# Need advice - risotto in a rice cooker



## tenspeed (Aug 8, 2015)

I recently bought a Zoji fuzzy logic rice cooker, and decided to try making risotto.  I followed Beth Hensperger's recipe.

The Magic of Rice Cooker Risotto | Food Gal

  I set it on porridge, and the Zoji said it was going to take 65 minutes.  I took a peek at 22 minutes - all of the water was absorbed, and it was beyond al dente.  Looks like she meant either regular or porridge at 20 minutes, and not porridge at the full length of the porridge cycle.

  Not sure if it would have been a little creamy if I had cooked it even less than 20 minutes, as there was no liquid at all left in the risotto.  I'm wondering if adding some liquid at the end of the cooking cycle would give it the texture I was hoping for, or if it would come out like rice with extra water sloshing around.  Has anyone tried this?

  The stuff was tasty, it just wasn't quite what I was expecting.


----------



## Cheryl J (Aug 8, 2015)

Hi tenspeed.  I don't think it's possible to make a creamy risotto in a rice cooker.  Risotto needs a high starch rice like Arborio, and the liquids need to be added a little bit at a time.  It has to be gently stirred frequently, almost constantly, so the starches in the rice will release and result in a nice creamy risotto.  

I think if you would have added more liquid at the end of the cooking time, it would have ended up as you said - just rice swimming in liquid.  No bueno.


----------



## GotGarlic (Aug 8, 2015)

I don't have a rice cooker, so I can't help you, but Cooks llustrated has a recipe for risotto baked, covered, in a large Dutch oven. They found that simmering the rice at a high temperature simulated the constant stirring needed for the traditional method. 

http://bakerandbrewer.blogspot.com/2011/09/easy-baked-risotto.html


----------



## Breathing Couch (Aug 8, 2015)

risotto is pasta, right?  not suitable for a rice cooker.


----------



## GotGarlic (Aug 8, 2015)

Breathing Couch said:


> risotto is pasta, right?  not suitable for a rice cooker.



No, risotto is a rice dish. Check out the link I posted.


----------



## tenspeed (Aug 9, 2015)

Breathing Couch said:


> risotto is pasta, right?  not suitable for a rice cooker.



You are thinking of orzo.


----------



## Silversage (Aug 9, 2015)

You can make beautiful risotto in a rice cooker.  It comes out as creamy as it does in a saucepan.  It only takes 20 minutes. 

 I read the link you provided and I think you mis-read it.


----------



## tenspeed (Aug 9, 2015)

Silversage said:


> You can make beautiful risotto in a rice cooker.  It comes out as creamy as it does in a saucepan.  It only takes 20 minutes.
> 
> I read the link you provided and I think you mis-read it.



I think I did mis-read it, at least based on the results I got.  I'll give it another shot, but I'll take a peek at 15 minutes this time.


----------



## Addie (Aug 9, 2015)

Breathing Couch said:


> risotto is pasta, right?  not suitable for a rice cooker.



No.

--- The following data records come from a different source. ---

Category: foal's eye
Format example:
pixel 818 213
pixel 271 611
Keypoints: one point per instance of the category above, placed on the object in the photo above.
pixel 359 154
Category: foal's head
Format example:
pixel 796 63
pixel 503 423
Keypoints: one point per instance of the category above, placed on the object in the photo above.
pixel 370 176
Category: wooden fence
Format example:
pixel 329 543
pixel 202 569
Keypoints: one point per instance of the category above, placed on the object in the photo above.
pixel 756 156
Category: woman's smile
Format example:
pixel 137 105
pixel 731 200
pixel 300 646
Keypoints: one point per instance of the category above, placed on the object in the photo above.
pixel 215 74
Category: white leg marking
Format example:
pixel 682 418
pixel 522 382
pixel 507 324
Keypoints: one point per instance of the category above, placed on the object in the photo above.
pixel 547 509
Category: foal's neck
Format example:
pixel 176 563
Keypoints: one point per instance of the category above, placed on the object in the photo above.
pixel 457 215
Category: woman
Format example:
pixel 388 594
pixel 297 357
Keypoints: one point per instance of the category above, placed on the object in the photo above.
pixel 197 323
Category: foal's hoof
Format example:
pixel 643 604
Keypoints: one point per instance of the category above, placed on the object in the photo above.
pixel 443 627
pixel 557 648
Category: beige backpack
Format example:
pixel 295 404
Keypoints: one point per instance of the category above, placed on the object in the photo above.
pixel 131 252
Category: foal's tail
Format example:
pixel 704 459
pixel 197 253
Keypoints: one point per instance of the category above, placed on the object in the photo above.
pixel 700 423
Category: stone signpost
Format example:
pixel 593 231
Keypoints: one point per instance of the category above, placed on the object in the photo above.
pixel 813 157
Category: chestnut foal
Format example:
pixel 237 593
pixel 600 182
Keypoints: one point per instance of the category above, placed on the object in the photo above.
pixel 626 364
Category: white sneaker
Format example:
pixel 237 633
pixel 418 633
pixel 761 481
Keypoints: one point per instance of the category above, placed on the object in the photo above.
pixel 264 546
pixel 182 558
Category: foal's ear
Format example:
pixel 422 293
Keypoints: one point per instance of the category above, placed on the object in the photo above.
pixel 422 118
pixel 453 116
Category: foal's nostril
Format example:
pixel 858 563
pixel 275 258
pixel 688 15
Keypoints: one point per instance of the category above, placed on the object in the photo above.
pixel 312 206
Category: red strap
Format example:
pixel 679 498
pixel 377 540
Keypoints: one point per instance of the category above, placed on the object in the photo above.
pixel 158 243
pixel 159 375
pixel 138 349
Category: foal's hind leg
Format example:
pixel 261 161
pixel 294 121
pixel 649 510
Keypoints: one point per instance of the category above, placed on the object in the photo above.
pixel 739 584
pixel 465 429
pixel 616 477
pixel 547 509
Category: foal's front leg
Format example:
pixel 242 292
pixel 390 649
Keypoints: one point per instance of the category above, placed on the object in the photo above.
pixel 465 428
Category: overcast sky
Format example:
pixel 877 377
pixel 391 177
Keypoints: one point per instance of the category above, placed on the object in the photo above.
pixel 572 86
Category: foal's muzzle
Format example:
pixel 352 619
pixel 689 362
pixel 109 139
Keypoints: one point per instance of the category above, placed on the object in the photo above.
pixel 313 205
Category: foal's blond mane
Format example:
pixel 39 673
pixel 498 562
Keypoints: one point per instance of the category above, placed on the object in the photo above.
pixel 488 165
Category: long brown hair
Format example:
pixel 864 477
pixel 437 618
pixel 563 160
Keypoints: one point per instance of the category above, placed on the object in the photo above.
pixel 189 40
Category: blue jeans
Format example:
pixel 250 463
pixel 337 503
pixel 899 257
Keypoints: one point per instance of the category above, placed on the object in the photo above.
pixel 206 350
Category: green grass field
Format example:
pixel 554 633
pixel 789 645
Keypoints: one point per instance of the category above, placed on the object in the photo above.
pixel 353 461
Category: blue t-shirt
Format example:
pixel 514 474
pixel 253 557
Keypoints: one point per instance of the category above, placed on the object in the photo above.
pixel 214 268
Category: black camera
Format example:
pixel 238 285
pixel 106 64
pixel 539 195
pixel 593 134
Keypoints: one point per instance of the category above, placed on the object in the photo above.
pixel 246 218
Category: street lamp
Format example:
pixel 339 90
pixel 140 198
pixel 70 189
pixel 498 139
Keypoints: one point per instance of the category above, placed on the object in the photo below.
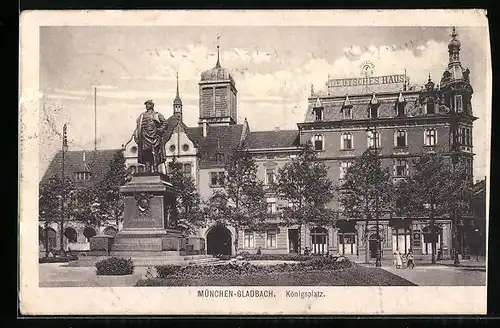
pixel 378 259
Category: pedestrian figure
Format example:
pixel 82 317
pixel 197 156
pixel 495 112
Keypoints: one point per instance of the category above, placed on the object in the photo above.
pixel 399 261
pixel 410 263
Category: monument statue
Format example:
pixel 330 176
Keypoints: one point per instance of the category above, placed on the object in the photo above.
pixel 148 134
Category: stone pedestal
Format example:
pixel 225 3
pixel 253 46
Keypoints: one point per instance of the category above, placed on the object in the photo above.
pixel 149 217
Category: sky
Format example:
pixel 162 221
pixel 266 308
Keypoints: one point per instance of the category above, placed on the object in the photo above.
pixel 273 67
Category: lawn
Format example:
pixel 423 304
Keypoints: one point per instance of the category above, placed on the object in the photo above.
pixel 354 276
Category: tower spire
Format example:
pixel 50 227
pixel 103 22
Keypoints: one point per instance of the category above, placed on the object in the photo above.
pixel 217 65
pixel 177 83
pixel 177 100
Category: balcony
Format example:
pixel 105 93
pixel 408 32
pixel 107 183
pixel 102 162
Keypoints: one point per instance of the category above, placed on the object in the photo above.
pixel 429 149
pixel 400 150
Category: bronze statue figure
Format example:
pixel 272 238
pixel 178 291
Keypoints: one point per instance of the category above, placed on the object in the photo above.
pixel 148 134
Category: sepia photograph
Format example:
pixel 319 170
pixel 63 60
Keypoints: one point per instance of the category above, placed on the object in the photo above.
pixel 239 162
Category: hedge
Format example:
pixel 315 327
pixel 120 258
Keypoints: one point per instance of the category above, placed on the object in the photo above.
pixel 115 266
pixel 246 268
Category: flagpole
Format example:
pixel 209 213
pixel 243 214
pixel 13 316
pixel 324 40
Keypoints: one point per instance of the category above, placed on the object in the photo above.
pixel 95 119
pixel 64 145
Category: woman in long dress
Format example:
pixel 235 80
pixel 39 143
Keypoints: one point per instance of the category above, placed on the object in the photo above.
pixel 399 260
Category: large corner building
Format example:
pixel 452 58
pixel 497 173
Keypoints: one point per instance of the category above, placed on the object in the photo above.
pixel 340 123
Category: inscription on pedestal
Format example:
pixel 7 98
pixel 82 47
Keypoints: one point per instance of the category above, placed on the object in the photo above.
pixel 142 214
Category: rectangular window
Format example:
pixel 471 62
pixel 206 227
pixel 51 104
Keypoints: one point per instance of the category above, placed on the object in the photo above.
pixel 458 103
pixel 217 179
pixel 343 169
pixel 219 157
pixel 271 238
pixel 430 137
pixel 373 139
pixel 431 107
pixel 400 138
pixel 347 111
pixel 186 169
pixel 347 141
pixel 318 114
pixel 271 207
pixel 401 167
pixel 248 239
pixel 318 142
pixel 270 175
pixel 401 109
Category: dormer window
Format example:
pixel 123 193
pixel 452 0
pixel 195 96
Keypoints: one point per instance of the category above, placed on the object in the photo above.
pixel 400 105
pixel 401 109
pixel 458 103
pixel 400 138
pixel 430 137
pixel 346 142
pixel 373 109
pixel 347 108
pixel 318 142
pixel 431 107
pixel 373 139
pixel 347 113
pixel 83 176
pixel 318 114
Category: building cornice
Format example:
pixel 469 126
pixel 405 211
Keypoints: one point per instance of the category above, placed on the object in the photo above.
pixel 389 121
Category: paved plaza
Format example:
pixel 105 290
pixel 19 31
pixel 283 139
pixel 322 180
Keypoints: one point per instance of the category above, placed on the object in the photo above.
pixel 468 273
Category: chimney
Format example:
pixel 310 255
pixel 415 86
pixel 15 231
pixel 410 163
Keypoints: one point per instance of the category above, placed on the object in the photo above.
pixel 205 128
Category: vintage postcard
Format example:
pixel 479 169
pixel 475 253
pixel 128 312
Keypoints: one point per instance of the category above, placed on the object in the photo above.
pixel 254 162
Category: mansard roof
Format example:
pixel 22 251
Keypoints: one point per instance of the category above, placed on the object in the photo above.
pixel 97 161
pixel 272 139
pixel 219 140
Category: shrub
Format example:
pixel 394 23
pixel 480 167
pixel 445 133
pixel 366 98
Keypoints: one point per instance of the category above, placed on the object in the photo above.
pixel 115 266
pixel 164 271
pixel 246 268
pixel 327 263
pixel 53 260
pixel 275 257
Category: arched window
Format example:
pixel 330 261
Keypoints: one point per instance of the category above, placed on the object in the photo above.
pixel 89 232
pixel 373 139
pixel 431 106
pixel 318 114
pixel 319 240
pixel 347 237
pixel 428 238
pixel 133 169
pixel 318 142
pixel 52 238
pixel 71 235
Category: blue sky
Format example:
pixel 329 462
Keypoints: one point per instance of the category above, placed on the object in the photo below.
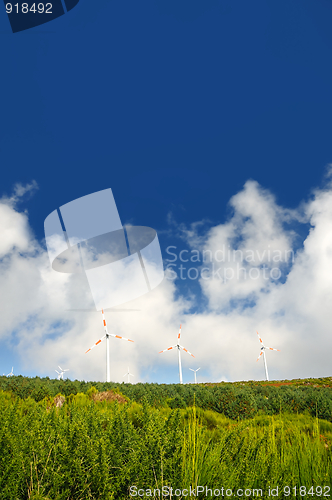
pixel 175 106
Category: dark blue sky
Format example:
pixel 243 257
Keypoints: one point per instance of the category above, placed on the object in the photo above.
pixel 173 104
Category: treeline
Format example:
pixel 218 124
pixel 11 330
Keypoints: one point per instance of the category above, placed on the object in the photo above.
pixel 81 448
pixel 235 401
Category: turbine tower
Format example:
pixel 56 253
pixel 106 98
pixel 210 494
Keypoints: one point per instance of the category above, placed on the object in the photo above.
pixel 107 336
pixel 178 347
pixel 61 372
pixel 264 357
pixel 129 375
pixel 195 373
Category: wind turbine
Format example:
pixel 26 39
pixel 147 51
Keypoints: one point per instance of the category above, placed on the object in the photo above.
pixel 61 372
pixel 178 347
pixel 195 373
pixel 129 375
pixel 263 352
pixel 107 336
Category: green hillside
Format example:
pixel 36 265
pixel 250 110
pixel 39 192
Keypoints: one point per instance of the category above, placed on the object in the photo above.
pixel 65 440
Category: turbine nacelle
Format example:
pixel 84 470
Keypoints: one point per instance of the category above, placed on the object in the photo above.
pixel 178 347
pixel 263 353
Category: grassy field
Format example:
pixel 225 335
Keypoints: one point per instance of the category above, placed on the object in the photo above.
pixel 102 445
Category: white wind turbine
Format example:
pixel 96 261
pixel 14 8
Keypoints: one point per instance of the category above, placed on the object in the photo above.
pixel 178 347
pixel 263 352
pixel 61 372
pixel 195 373
pixel 129 375
pixel 107 336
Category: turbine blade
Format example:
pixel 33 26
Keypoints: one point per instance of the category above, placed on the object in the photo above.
pixel 118 337
pixel 186 351
pixel 98 342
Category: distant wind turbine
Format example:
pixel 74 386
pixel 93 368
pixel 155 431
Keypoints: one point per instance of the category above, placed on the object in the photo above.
pixel 61 372
pixel 195 373
pixel 263 352
pixel 178 347
pixel 107 336
pixel 129 375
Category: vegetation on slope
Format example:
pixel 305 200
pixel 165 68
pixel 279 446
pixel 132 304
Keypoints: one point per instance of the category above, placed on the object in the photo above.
pixel 85 447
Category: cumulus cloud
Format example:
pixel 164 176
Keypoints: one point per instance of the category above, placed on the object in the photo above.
pixel 291 312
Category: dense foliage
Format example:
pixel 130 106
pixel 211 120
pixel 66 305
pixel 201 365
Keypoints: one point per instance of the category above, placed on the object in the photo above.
pixel 235 401
pixel 85 446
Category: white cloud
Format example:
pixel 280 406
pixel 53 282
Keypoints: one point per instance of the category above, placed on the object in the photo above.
pixel 291 314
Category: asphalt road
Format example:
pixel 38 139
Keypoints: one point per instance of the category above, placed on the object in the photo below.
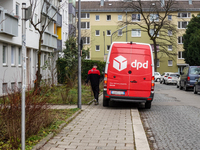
pixel 173 122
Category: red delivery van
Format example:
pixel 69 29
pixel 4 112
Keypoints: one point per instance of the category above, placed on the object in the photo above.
pixel 129 74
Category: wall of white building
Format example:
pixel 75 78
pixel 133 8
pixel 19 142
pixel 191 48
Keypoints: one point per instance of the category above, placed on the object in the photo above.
pixel 10 72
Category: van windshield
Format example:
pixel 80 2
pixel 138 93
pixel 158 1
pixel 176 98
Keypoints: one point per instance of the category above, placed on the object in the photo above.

Risotto is a rice dish, rice is a grain. *Not Pasta*. Pasta is made from processed wheat.


----------



## jennyema (Aug 9, 2015)

Cheryl J said:


> Hi tenspeed.  I don't think it's possible to make a creamy risotto in a rice cooker.  Risotto needs a high starch rice like Arborio, and the liquids need to be added a little bit at a time.  It has to be gently stirred frequently, almost constantly, so the starches in the rice will release and result in a nice creamy risotto.
> 
> I think if you would have added more liquid at the end of the cooking time, it would have ended up as you said - just rice swimming in liquid.  No bueno.




I'm with you.  I've had risotto cooked in a rice cooker and it's nothing like risotto made on the stovetop with your spalutula coaxing the starch out of the rice.


----------



## tenspeed (Aug 13, 2015)

I gave this another try last night.  The posted recipe was a little ambiguous, but the cookbook contained a chart that clearly states “porridge – full cycle”, so I didn’t misinterpret the instructions.  In order to control the cooking this time, I used the quick cycle, which is just heating without any soaking time.

  I kept an eye on it, and when there was a little liquid left, I turned off the cooker.  Rice was done.  A few minutes later, pretty much all of the liquid disappeared, so I was back to the same results as I got the first time.

  I’m giving up trying to make a creamy risotto in the rice cooker.  Although not the texture I was shooting for, it’s still very tasty.  This is another one of those “not worth the effort” attempts.  In the future I’ll just let the rice cooker do its thing and just enjoy the finished product without the extra work.


----------



## Addie (Aug 13, 2015)

tenspeed said:


> I gave this another try last night.  The posted recipe was a little ambiguous, but the cookbook contained a chart that clearly states “porridge – full cycle”, so I didn’t misinterpret the instructions.  In order to control the cooking this time, I used the quick cycle, which is just heating without any soaking time.
> 
> I kept an eye on it, and when there was a little liquid left, I turned off the cooker.  Rice was done.  A few minutes later, pretty much all of the liquid disappeared, so I was back to the same results as I got the first time.
> 
> I’m giving up trying to make a creamy risotto in the rice cooker.  Although not the texture I was shooting for, it’s still very tasty.  This is another one of those “not worth the effort” attempts.  In the future I’ll just let the rice cooker do its thing and just enjoy the finished product without the extra work.



Wise decision. We buy appliances to make our work easier.


----------



## FoodieFanatic (Aug 19, 2015)

Ina, Barefoot Contessa, has a recipe for risotto made in the oven.  I've tried it and it's not only simple but delicious.  I use to make it on the stove, adding liquid, stirring, adding liquid, stirring...took forever, but it was delicious.  Ina's method comes out the same and less effort, the oven does it all.  You can find the recipe online.


----------